For data from Nguyen et al., we defined log2(fold change) < −0.05 as copy number loss and >0.05 as copy number gain. BAP1 intact specimens were defined to have wildtype BAP1 and disomy 3, while BAP1-deficient specimens were defined to be BAP1 mutant and/or have monosomy 3.

We utilized two-sided Fisher’s exact tests to analyze mutual exclusivity of gene pairs (e.g., BAP1 and EIF1AX) in primary and metastatic UM specimens.

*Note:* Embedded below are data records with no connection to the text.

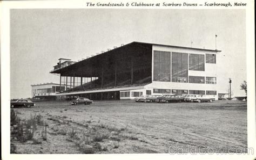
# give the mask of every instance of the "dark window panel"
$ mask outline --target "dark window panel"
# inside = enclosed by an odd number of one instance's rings
[[[188,54],[172,52],[172,82],[187,83]]]
[[[189,76],[189,83],[205,83],[205,77]]]
[[[171,82],[171,52],[154,50],[153,81]]]

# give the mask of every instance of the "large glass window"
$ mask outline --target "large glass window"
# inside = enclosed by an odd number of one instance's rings
[[[187,90],[172,90],[172,94],[187,94]]]
[[[146,94],[151,95],[151,90],[146,90]]]
[[[154,50],[154,81],[171,81],[171,52]]]
[[[216,84],[216,77],[206,77],[206,84]]]
[[[154,93],[171,93],[171,90],[170,89],[157,89],[153,90]]]
[[[187,83],[187,53],[172,52],[172,82]]]
[[[139,97],[139,92],[132,92],[132,97]]]
[[[120,92],[120,97],[130,97],[130,92]]]
[[[189,70],[205,70],[205,55],[203,54],[189,54]]]
[[[189,82],[192,83],[205,83],[205,77],[189,76]]]
[[[216,54],[206,54],[205,62],[206,63],[216,63]]]
[[[205,94],[205,91],[200,90],[190,90],[190,94]]]
[[[206,94],[207,95],[216,95],[217,91],[206,91]]]

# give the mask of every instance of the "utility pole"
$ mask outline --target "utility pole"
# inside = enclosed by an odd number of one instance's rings
[[[217,50],[217,35],[215,34],[215,50]]]
[[[230,98],[231,99],[231,83],[232,83],[231,78],[230,78]]]

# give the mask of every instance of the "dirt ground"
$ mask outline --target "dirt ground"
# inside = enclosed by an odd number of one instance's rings
[[[39,142],[12,142],[16,153],[167,153],[169,149],[174,152],[179,148],[226,152],[244,151],[247,146],[244,101],[96,101],[74,106],[68,101],[51,101],[36,105],[14,110],[24,119],[41,115],[48,125],[47,140],[40,138],[38,127],[34,138]]]

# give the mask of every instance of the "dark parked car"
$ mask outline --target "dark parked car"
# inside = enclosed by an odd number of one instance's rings
[[[206,97],[205,95],[198,95],[197,99],[194,99],[193,101],[201,102],[212,102],[215,100],[215,98]]]
[[[165,96],[161,100],[161,102],[182,102],[184,101],[184,98],[178,95],[169,95]]]
[[[170,96],[170,94],[164,94],[161,96],[160,97],[157,97],[157,100],[156,100],[156,102],[159,103],[162,102],[162,99]]]
[[[146,102],[156,102],[157,101],[157,98],[158,97],[162,97],[162,96],[151,95],[151,96],[150,96],[149,97],[146,98]]]
[[[77,104],[85,104],[85,105],[90,105],[91,103],[93,103],[93,101],[89,99],[86,98],[79,97],[77,98],[76,100],[72,100],[70,101],[70,104],[72,105],[76,105]]]
[[[149,97],[149,95],[142,95],[140,97],[135,98],[134,100],[136,102],[144,101],[146,100],[146,98]]]
[[[194,99],[197,99],[197,95],[195,94],[187,94],[184,97],[185,101],[193,102]]]
[[[11,108],[14,107],[28,107],[35,106],[33,102],[28,99],[18,99],[16,101],[11,101]]]

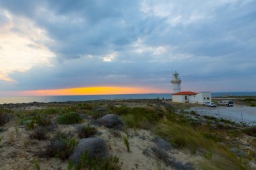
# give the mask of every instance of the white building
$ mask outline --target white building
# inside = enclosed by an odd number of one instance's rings
[[[203,103],[212,102],[211,92],[181,91],[181,80],[177,72],[172,75],[172,102]]]

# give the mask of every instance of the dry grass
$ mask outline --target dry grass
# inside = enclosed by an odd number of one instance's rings
[[[170,141],[174,147],[189,149],[191,153],[203,155],[212,153],[201,163],[203,169],[249,169],[228,147],[205,138],[200,130],[164,122],[158,124],[154,131]]]

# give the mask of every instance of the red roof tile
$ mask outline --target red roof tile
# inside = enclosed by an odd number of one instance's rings
[[[176,93],[172,93],[172,95],[196,95],[198,94],[198,93],[195,93],[192,91],[181,91]]]

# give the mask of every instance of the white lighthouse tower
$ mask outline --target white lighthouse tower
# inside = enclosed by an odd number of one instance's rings
[[[179,93],[181,91],[181,80],[179,77],[179,73],[175,71],[172,75],[172,80],[170,81],[172,83],[172,93]]]

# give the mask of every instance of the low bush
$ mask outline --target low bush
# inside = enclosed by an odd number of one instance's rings
[[[255,126],[246,128],[243,129],[242,132],[249,136],[256,137],[256,126]]]
[[[127,149],[127,152],[130,152],[130,144],[129,144],[128,136],[123,137],[123,143],[125,144],[126,148]]]
[[[3,108],[0,108],[0,126],[3,126],[9,122],[9,116]]]
[[[100,118],[97,119],[96,122],[99,124],[108,128],[115,130],[123,129],[124,123],[119,115],[107,114]]]
[[[133,108],[127,114],[121,114],[123,120],[129,128],[149,129],[164,118],[163,112],[153,109]]]
[[[221,118],[219,120],[220,122],[226,123],[226,124],[236,124],[236,122],[234,122],[234,121],[229,120],[226,120],[226,119],[223,119],[223,118]]]
[[[50,108],[42,110],[42,114],[44,115],[60,114],[61,113],[61,109],[58,108]]]
[[[57,121],[61,124],[73,124],[80,123],[83,118],[76,112],[70,112],[61,115],[57,118]]]
[[[94,158],[90,156],[88,151],[86,151],[82,156],[79,163],[76,165],[75,169],[121,170],[122,165],[122,163],[119,163],[119,157]]]
[[[187,148],[193,153],[198,151],[203,155],[212,153],[212,159],[200,169],[247,169],[228,147],[205,138],[203,130],[167,121],[158,124],[154,129],[157,134],[170,141],[173,147]]]
[[[35,116],[34,120],[36,124],[40,126],[46,126],[51,124],[50,117],[44,114]]]
[[[207,115],[203,116],[203,118],[207,120],[217,120],[217,118],[214,116],[207,116]]]
[[[88,126],[82,126],[77,129],[79,137],[80,138],[89,138],[97,132],[97,128],[95,127]]]
[[[77,141],[75,139],[70,138],[65,134],[58,132],[46,146],[45,155],[50,157],[57,157],[65,160],[72,154],[77,144]]]
[[[211,133],[203,133],[203,136],[207,139],[213,140],[215,142],[221,142],[222,138],[220,137],[217,134],[211,134]]]
[[[104,159],[109,156],[108,146],[102,138],[88,138],[79,141],[77,146],[69,157],[69,161],[77,165],[85,152],[88,152],[88,155],[94,159]]]
[[[157,146],[152,147],[151,151],[158,159],[163,161],[164,163],[166,165],[168,165],[170,163],[170,157],[166,151]]]
[[[251,106],[251,107],[256,107],[256,104],[255,104],[255,103],[249,103],[249,106]]]
[[[36,138],[39,140],[47,140],[49,136],[47,135],[47,130],[43,127],[37,127],[34,132],[30,135],[31,138]]]

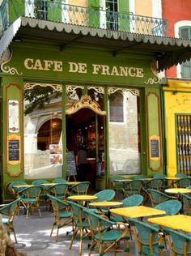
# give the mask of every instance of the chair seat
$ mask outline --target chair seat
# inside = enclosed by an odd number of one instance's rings
[[[121,231],[119,231],[119,230],[109,230],[109,231],[107,231],[106,233],[101,233],[101,237],[102,237],[102,240],[103,241],[116,241],[119,238],[120,236],[121,236],[123,232]],[[96,240],[100,240],[100,237],[99,235],[96,235],[95,236],[95,239]],[[129,237],[127,239],[129,239]]]

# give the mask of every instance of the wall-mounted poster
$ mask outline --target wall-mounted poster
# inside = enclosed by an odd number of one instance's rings
[[[9,132],[19,133],[19,100],[9,100]]]
[[[59,144],[49,145],[49,162],[50,164],[62,164],[62,147]]]

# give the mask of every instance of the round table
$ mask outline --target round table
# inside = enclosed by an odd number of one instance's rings
[[[101,213],[106,215],[108,218],[110,217],[111,208],[116,208],[121,207],[123,205],[122,202],[117,201],[101,201],[101,202],[93,202],[89,204],[90,207],[93,207],[100,211]],[[103,209],[107,209],[107,212],[105,213]]]

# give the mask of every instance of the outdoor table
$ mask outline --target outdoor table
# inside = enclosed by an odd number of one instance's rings
[[[85,202],[85,205],[87,206],[88,202],[94,201],[97,199],[96,195],[89,195],[89,194],[78,194],[78,195],[70,195],[67,198],[67,200],[77,201],[80,204],[83,204]]]
[[[180,177],[164,177],[165,180],[171,181],[172,187],[174,187],[174,182],[176,181],[180,180],[180,178],[181,178]]]
[[[189,215],[165,215],[163,217],[149,218],[148,221],[159,226],[191,233],[191,216]]]
[[[110,211],[112,213],[117,214],[121,216],[129,218],[142,218],[146,216],[163,215],[166,213],[164,211],[143,206],[111,209]]]
[[[93,202],[89,204],[90,207],[93,207],[97,208],[100,211],[101,213],[105,214],[103,210],[106,209],[108,212],[106,215],[109,218],[110,217],[110,211],[111,208],[116,208],[123,204],[122,202],[117,202],[117,201],[101,201],[101,202]]]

While a given patient may develop both hepatic and extrahepatic metastasis, we only were able to include one metastatic specimen from each patient (Yale and non-Yale cohorts), as it is very rare to have several metastases sequenced in clinical practice. Thus, hepatic and extrahepatic metastasis refers to the site of origin of the given sample, regardless of if a patient developed metastatic lesions to several organs. In order to reduce bias for including a hepatic or extrahepatic specimens, we only included studies that included hepatic and extrahepatic metastases. Of note, we chose to not include publicly available data from several other prominent UM metastasis studies due to the fact that they exclusively included hepatic metastases and no primary or extrahepatic tumors, preventing us from being able to complete the desired analyzes for the purposes of our study (PMID:31253977 and PMID:31227496). While including these studies could have even further increased our statistical significance, it would not be completely accurate given the potential batch effect in sequencing sensitivity.

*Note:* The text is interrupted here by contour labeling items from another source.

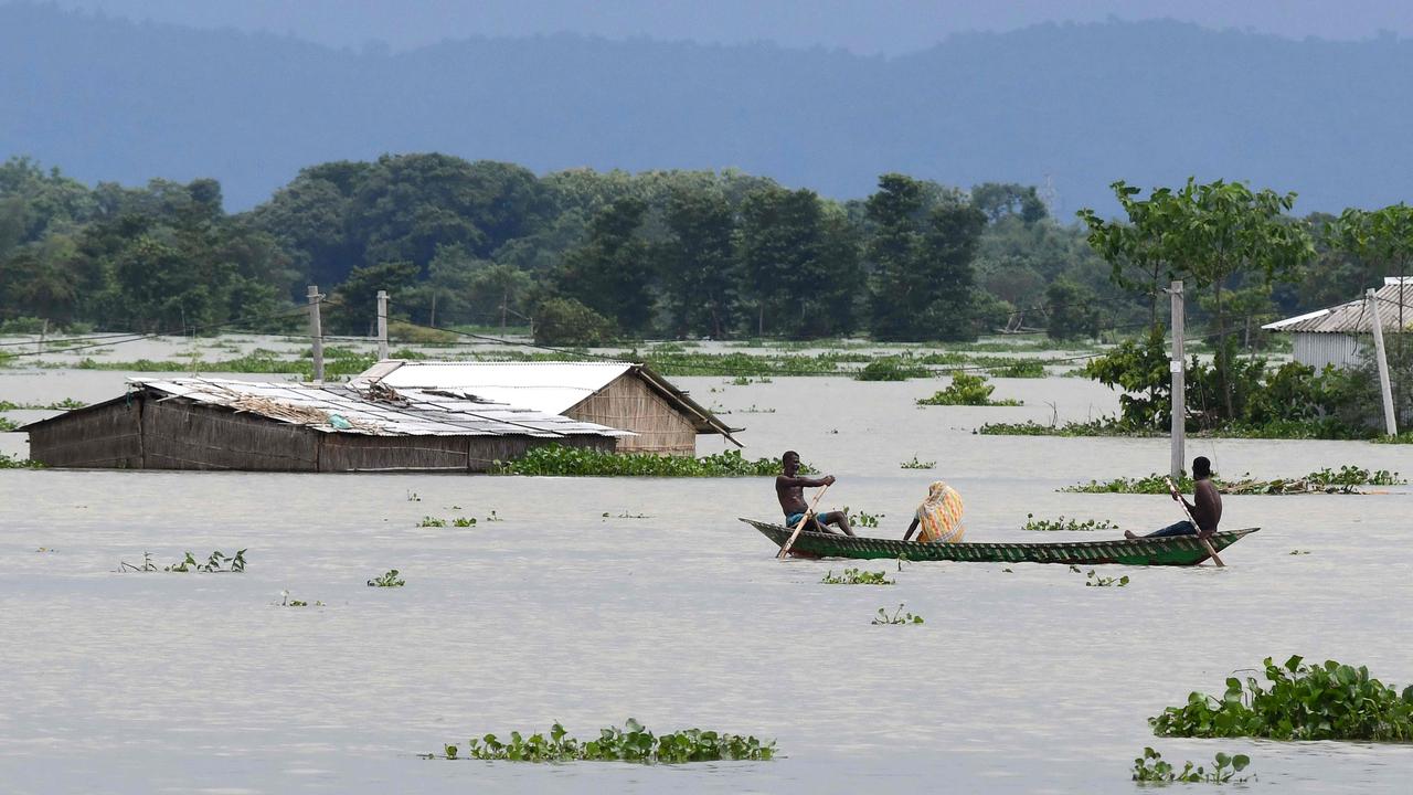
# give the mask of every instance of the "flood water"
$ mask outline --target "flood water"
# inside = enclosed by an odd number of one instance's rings
[[[106,399],[126,375],[0,369],[0,399]],[[1180,518],[1166,497],[1056,491],[1164,471],[1166,440],[971,433],[1113,412],[1087,381],[993,379],[1017,409],[913,405],[945,379],[726,381],[674,379],[746,426],[749,457],[794,448],[838,475],[824,504],[885,513],[870,533],[901,535],[935,478],[962,494],[968,540],[1096,535],[1027,533],[1027,513],[1136,530]],[[0,434],[0,451],[24,454],[23,434]],[[1191,440],[1195,454],[1229,477],[1413,474],[1397,446]],[[914,455],[937,467],[899,467]],[[1064,566],[876,562],[896,586],[846,587],[820,579],[853,563],[777,562],[736,521],[777,515],[769,478],[0,471],[0,789],[1132,792],[1153,745],[1178,764],[1246,753],[1255,789],[1402,792],[1413,747],[1170,740],[1146,723],[1266,656],[1413,683],[1413,489],[1381,491],[1228,497],[1224,526],[1262,530],[1225,570],[1105,567],[1132,583],[1095,588]],[[240,547],[244,574],[114,573],[144,550],[165,564]],[[365,586],[389,569],[407,586]],[[273,605],[285,590],[326,607]],[[927,622],[870,625],[899,603]],[[417,758],[629,716],[773,737],[781,758]]]

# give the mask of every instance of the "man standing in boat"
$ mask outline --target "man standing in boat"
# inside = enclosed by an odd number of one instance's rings
[[[810,512],[810,504],[804,501],[804,489],[831,485],[834,484],[834,475],[824,475],[822,478],[801,478],[800,454],[794,450],[787,450],[786,454],[780,457],[780,465],[783,468],[783,474],[776,477],[776,497],[780,498],[780,509],[786,512],[786,525],[790,529],[794,529],[800,525],[800,519]],[[835,532],[831,530],[828,525],[836,525],[839,532],[846,536],[853,535],[853,528],[849,526],[849,516],[844,511],[815,513],[810,518],[808,523],[805,523],[804,529],[818,533]]]
[[[1212,463],[1207,460],[1205,455],[1198,455],[1193,458],[1193,480],[1197,481],[1193,487],[1193,502],[1188,502],[1176,489],[1173,491],[1173,499],[1180,499],[1183,505],[1191,512],[1193,522],[1183,519],[1176,525],[1169,525],[1161,530],[1149,533],[1147,536],[1139,536],[1133,530],[1123,530],[1123,538],[1164,538],[1164,536],[1191,536],[1197,535],[1201,538],[1208,538],[1217,532],[1217,525],[1222,521],[1222,497],[1217,494],[1217,487],[1212,485]]]

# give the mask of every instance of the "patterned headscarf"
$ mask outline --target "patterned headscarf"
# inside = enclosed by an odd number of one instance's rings
[[[962,495],[942,481],[934,481],[927,499],[917,506],[917,540],[923,543],[954,543],[962,540]]]

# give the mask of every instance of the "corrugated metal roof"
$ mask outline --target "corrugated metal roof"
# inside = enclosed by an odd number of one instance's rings
[[[357,389],[353,385],[257,383],[216,378],[130,378],[129,383],[211,406],[250,412],[326,433],[366,436],[633,436],[554,413],[487,402],[454,389]],[[345,427],[348,426],[348,427]]]
[[[349,383],[393,389],[455,389],[485,400],[562,414],[633,365],[626,362],[397,362],[363,371]]]
[[[1379,287],[1375,297],[1379,301],[1379,321],[1385,331],[1400,331],[1400,300],[1403,306],[1403,330],[1413,328],[1413,279],[1406,280],[1402,286],[1397,277],[1385,279],[1383,287]],[[1335,307],[1267,323],[1262,328],[1267,331],[1306,331],[1313,334],[1369,334],[1373,331],[1373,310],[1361,297]]]
[[[647,385],[685,414],[697,433],[719,433],[738,447],[733,429],[646,365],[629,362],[377,362],[349,381],[366,389],[384,383],[404,389],[455,389],[479,399],[527,406],[562,414],[626,372]]]

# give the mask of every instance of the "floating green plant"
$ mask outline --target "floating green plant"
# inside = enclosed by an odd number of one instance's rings
[[[892,586],[896,580],[889,580],[886,571],[845,569],[844,574],[835,574],[834,569],[829,569],[829,573],[820,581],[829,586]]]
[[[1040,366],[1040,365],[1036,365]],[[1044,368],[1040,368],[1044,372]],[[992,400],[995,385],[986,383],[986,376],[968,372],[954,372],[952,382],[931,398],[920,398],[918,406],[1022,406],[1020,400]]]
[[[750,461],[736,450],[692,458],[545,444],[530,448],[513,461],[497,461],[492,471],[502,475],[745,477],[779,475],[780,461],[776,458]],[[804,464],[800,465],[803,474],[814,471]]]
[[[872,624],[921,624],[921,615],[913,615],[911,613],[903,611],[903,604],[899,603],[897,610],[890,615],[886,607],[880,607],[877,615],[873,617]]]
[[[853,513],[848,505],[844,506],[844,512],[849,516],[849,525],[855,528],[877,528],[879,519],[887,516],[887,513],[869,513],[868,511]]]
[[[309,603],[305,601],[305,600],[301,600],[301,598],[290,598],[290,591],[284,590],[284,591],[280,591],[280,604],[278,604],[278,607],[309,607]],[[315,601],[314,607],[324,607],[324,603],[322,601]]]
[[[568,736],[564,726],[555,723],[548,736],[523,736],[512,731],[506,741],[495,734],[466,741],[462,753],[458,745],[444,745],[441,754],[422,754],[425,760],[495,760],[513,762],[567,762],[567,761],[622,761],[642,764],[711,762],[721,760],[770,760],[776,754],[776,743],[762,741],[753,736],[702,731],[682,729],[663,736],[654,736],[632,717],[623,727],[609,726],[599,730],[596,740],[582,741]]]
[[[397,569],[389,569],[382,577],[374,577],[367,581],[370,588],[400,588],[406,584],[407,580],[397,576]]]
[[[1075,574],[1080,573],[1080,567],[1072,563],[1070,564],[1070,570],[1074,571]],[[1125,574],[1122,577],[1102,577],[1099,576],[1098,571],[1089,569],[1089,573],[1085,574],[1084,584],[1085,587],[1092,586],[1096,588],[1122,588],[1129,584],[1129,576]]]
[[[1089,532],[1089,530],[1116,530],[1118,525],[1108,519],[1065,519],[1063,515],[1058,519],[1036,519],[1034,513],[1026,513],[1026,523],[1020,528],[1022,530],[1039,530],[1039,532]]]
[[[1184,784],[1241,784],[1246,778],[1232,778],[1246,770],[1251,757],[1246,754],[1228,755],[1218,753],[1212,760],[1212,770],[1208,772],[1193,762],[1183,762],[1183,770],[1176,770],[1163,761],[1163,754],[1153,748],[1143,748],[1143,755],[1133,760],[1133,781],[1146,784],[1169,784],[1180,781]]]
[[[153,562],[150,552],[143,553],[143,564],[134,566],[126,560],[117,562],[119,571],[206,571],[212,574],[240,574],[246,570],[246,550],[240,549],[232,555],[223,555],[219,549],[206,556],[206,562],[196,560],[191,552],[179,562],[158,567]]]
[[[1368,668],[1335,661],[1284,665],[1262,661],[1266,682],[1226,679],[1221,697],[1190,693],[1187,703],[1150,717],[1161,737],[1269,737],[1272,740],[1413,740],[1413,686],[1400,693]]]
[[[1369,471],[1362,467],[1344,465],[1338,471],[1328,467],[1310,472],[1300,478],[1252,478],[1249,472],[1234,481],[1212,478],[1212,484],[1222,494],[1364,494],[1356,487],[1361,485],[1402,485],[1407,481],[1397,472],[1388,470]],[[1193,480],[1183,475],[1177,487],[1184,492],[1193,491]],[[1060,491],[1081,494],[1167,494],[1164,475],[1152,474],[1143,478],[1115,478],[1112,481],[1089,481],[1088,484],[1071,485]]]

Clinical data and outcomes

Given that UM sequencing and matched clinical outcome data are relatively rare compared to other cancers, it is essential to include data from previously published studies in elucidating clonal patterns of tropism, of which analysis of individual studies may not be possible otherwise, given the limited cohort size. We sought to aggregate the data from previously published cohorts, while adding our own cohort of patients from Yale New Haven Health (please see Supplementary Data 13 for additional information about which studies were included in each analysis; patient ages are not reported in Yale data for deidentification purposes). All statistical analyzes and graphs were generated using GraphPad Prism v9.4.1 (San Diego, California USA). Onset of metastasis Kaplan–Meier curves were generated from 135 patients with primary uveal melanoma treated at Yale New Haven Health (between March 2007 and October 2022) (Fig. 1g, h). We reviewed patients’ medical charts, collecting demographic information including age, sex, race, and ethnicity, in addition to the dates and location of all metastases. The primary outcome was the probability of hepatic or extrahepatic metastasis from time of primary tumor diagnosis. Survivorship Kaplan–Meier curves were generated from Nguyen et al.11 clinical data (n = 69) (Fig. 2a) The Log-rank method was used to test for significance between groups. Cox proportional hazards regression was used to control for factors (sex, age at metastasis, liver site, and BAP1 deficiency), and hazards ratios were visualized with a Forest plot.